L'histoire :
Déprimé devant sa table à dessin, Georges, auteur de BD, désespère de trouver une nouvelle idée de scénario. Soudain, un mail le sort de sa torpeur : un certain Magnus Kuller, capitaine de voilier, lui propose de participer à une expédition artistique et scientifique dans un fjord groenlandais. Le sculpteur allemand Ulrich Kloster veut en effet installer une œuvre monumentale sur un iceberg et s’y faire filmer en performance pour dénoncer l’exploitation de ces zones naturelles par les lobbies pétroliers. Excité par l’idée de l’aventure, tout autant que par le sujet de bouquin tout trouvé, George accepte. Huit mois plus tard, il se retrouve à l’aéroport de Reykjavik, à faire connaissance avec l’équipage hétéroclite embarqué dans l’aventure : une équipe de cinéma, les marins du bord, un géologue, un ornithologue, ainsi que le chaleureux écrivain voyageur Jorn Freuchen et bien entendu le taciturne et agressif sculpteur Ulrich Kloster et son assistant Olaf. Ils prennent le large ensemble à bord d’un vieux voilier, en remontant au-delà du cercle polaire arctique. George découvre le mal de mer, le principe des quarts de veille, l’impératif de porter des combinaisons de survie (grâce à elles ont peut survivre 6h dans une eau à 0°C). Il prend aussi la mesure d’une incroyable tension instaurée par la paranoïa de Kloster envers tous les autres. Quel curieux voyage…

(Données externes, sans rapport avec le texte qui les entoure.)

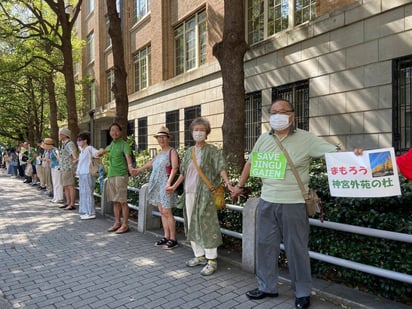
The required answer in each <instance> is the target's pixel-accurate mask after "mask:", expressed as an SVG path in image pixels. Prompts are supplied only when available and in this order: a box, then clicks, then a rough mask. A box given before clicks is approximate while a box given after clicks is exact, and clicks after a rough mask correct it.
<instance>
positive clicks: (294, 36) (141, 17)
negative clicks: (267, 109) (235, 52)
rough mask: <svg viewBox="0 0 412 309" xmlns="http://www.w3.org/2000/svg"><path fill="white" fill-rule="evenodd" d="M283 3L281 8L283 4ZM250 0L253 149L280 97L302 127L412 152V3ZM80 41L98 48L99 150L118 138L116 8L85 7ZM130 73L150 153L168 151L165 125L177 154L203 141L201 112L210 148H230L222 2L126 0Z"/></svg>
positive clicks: (81, 20) (131, 116)
mask: <svg viewBox="0 0 412 309" xmlns="http://www.w3.org/2000/svg"><path fill="white" fill-rule="evenodd" d="M278 2H279V3H278ZM276 3H277V4H275V3H274V2H273V1H269V0H245V27H246V41H247V42H248V43H249V44H250V47H251V48H250V50H249V51H248V52H247V54H246V55H245V59H244V65H245V90H246V95H245V110H246V111H245V112H246V124H245V126H246V131H247V136H246V137H245V138H246V144H247V146H246V150H250V147H251V145H253V142H254V141H255V139H256V138H257V136H258V135H259V134H260V133H261V132H264V131H266V130H268V124H267V119H268V115H267V113H266V111H267V107H268V105H269V104H270V102H271V101H272V100H273V99H274V98H276V97H286V98H288V99H290V100H292V101H293V102H294V104H295V108H296V114H297V124H298V126H299V127H302V128H305V129H308V130H310V131H312V132H313V133H315V134H316V135H319V136H323V137H325V138H327V139H328V140H329V141H330V142H332V143H335V144H341V145H342V146H343V148H345V149H352V148H354V147H357V146H362V147H364V148H367V149H374V148H382V147H391V146H394V147H395V149H396V150H397V151H402V150H405V149H407V148H409V147H411V143H412V137H411V134H412V133H411V127H412V117H411V111H410V110H411V106H412V104H411V96H410V93H411V86H410V85H411V78H412V74H411V72H412V1H402V0H393V1H385V0H310V1H299V0H296V1H292V0H286V1H285V0H283V1H277V2H276ZM83 5H84V8H83V10H82V14H81V15H80V17H79V21H78V24H77V34H78V36H80V37H81V38H82V39H84V40H85V42H86V45H85V47H84V51H83V53H82V59H81V63H80V64H79V66H78V68H79V69H78V71H77V72H76V73H77V77H78V78H79V79H81V78H84V77H86V76H88V77H89V78H90V80H92V82H91V84H90V86H89V87H88V88H87V89H85V90H84V96H85V102H86V103H85V104H86V108H85V110H88V109H89V110H91V111H92V112H93V113H91V115H92V116H93V117H92V120H91V119H90V116H89V113H85V115H84V117H83V123H82V126H83V127H84V128H85V129H87V128H88V129H91V130H92V132H93V136H94V144H95V145H96V146H104V145H106V144H107V142H108V134H107V128H108V126H109V124H110V123H111V122H112V121H113V117H114V109H115V104H114V101H113V95H112V94H111V92H110V84H111V80H112V79H113V73H112V71H111V69H112V65H113V62H112V54H111V48H110V40H109V38H108V35H107V18H106V13H105V1H93V0H86V1H84V4H83ZM119 11H120V12H121V13H120V14H121V18H122V26H123V29H124V32H123V38H124V44H125V53H126V55H125V59H126V67H127V70H128V85H127V87H128V91H129V102H130V103H129V104H130V106H129V119H130V126H129V133H131V134H134V136H135V138H136V145H137V148H138V150H143V149H147V148H156V147H157V144H156V140H155V139H153V138H151V137H152V136H153V134H154V133H155V132H156V131H157V129H158V128H159V127H160V126H161V125H167V126H168V127H169V129H171V131H172V132H173V133H174V135H175V139H174V143H176V144H175V146H178V145H180V146H183V145H184V144H188V143H191V140H190V135H189V134H188V132H187V127H188V124H189V123H190V121H191V120H192V119H193V118H194V117H196V116H199V115H201V116H204V117H206V118H208V119H209V121H210V122H211V125H212V128H213V129H212V133H211V134H210V136H209V142H212V143H217V144H219V143H221V141H222V133H221V129H220V128H221V126H222V121H223V114H222V112H223V102H222V89H221V86H222V80H221V75H220V67H219V64H218V62H217V60H216V59H215V58H214V57H213V55H212V47H213V45H214V44H215V43H216V42H219V41H220V40H221V37H222V31H223V29H222V28H223V16H224V8H223V1H219V0H206V1H200V0H193V1H185V0H157V1H150V0H133V1H132V0H123V1H119Z"/></svg>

Ce qu'on en pense sur la planète BD :
Avec ce one-shot d’aventures contemporaines tout à fait réalistes, Hervé Tanquerelle effectue une mue narrative et graphique intéressante. Les 98 planches du bouquin relatent une auto-fiction originale, dans l’esprit d’un bon vieux Tintin. Sans en atteindre le niveau épique ni les occurrences fantastiques (Hergé était un génie), l’ombre de L’étoile mystérieuse plane en permanence sur l’intrigue. En effet, le héros, un auteur de BD fort peu rompu aux frissons de l’aventure, donc alter ego de Tanquerelle, s’engage dans une expédition arctique qui lui tombe dans le bec et dont il ne maîtrise rien. La performance artistique d’un sculpteur paranoïaque et odieux servira de problématique de fond, mais aussi finalement de prétexte. Car cette performance n’est pas le vrai sujet. Il s’agit surtout pour l’auteur de surmonter les situations inhabituelles dans lesquelles il se retrouve, en compagnie de personnages aux caractères imprévisibles et insolites. Cela fonctionne parfaitement : on se laisse agréablement accrocher par ce périple en terres sauvages et glaciales, sans jamais pouvoir deviner où l’auteur veut nous emmener. Sur le plan visuel, Tanquerelle emprunte pour cela un style de dessin assez nouveau chez lui : ses personnages encrés s’inscrivent dans un style semi-réaliste finalement pas très éloignée de la ligne claire façon Tintin ; tandis que les décors sont assurés selon des techniques différentes (gouaches ? lavis ? tout ou partiellement infographiés ?), la plupart du temps sans contours de formes. Etant donné le milieu naturel dépouillé dans lequel se déroule l’aventure, ce parti-pris ne choque pas et se montre même convaincant. Voilà sans doute un album charnière dans la carrière d’un auteur complet.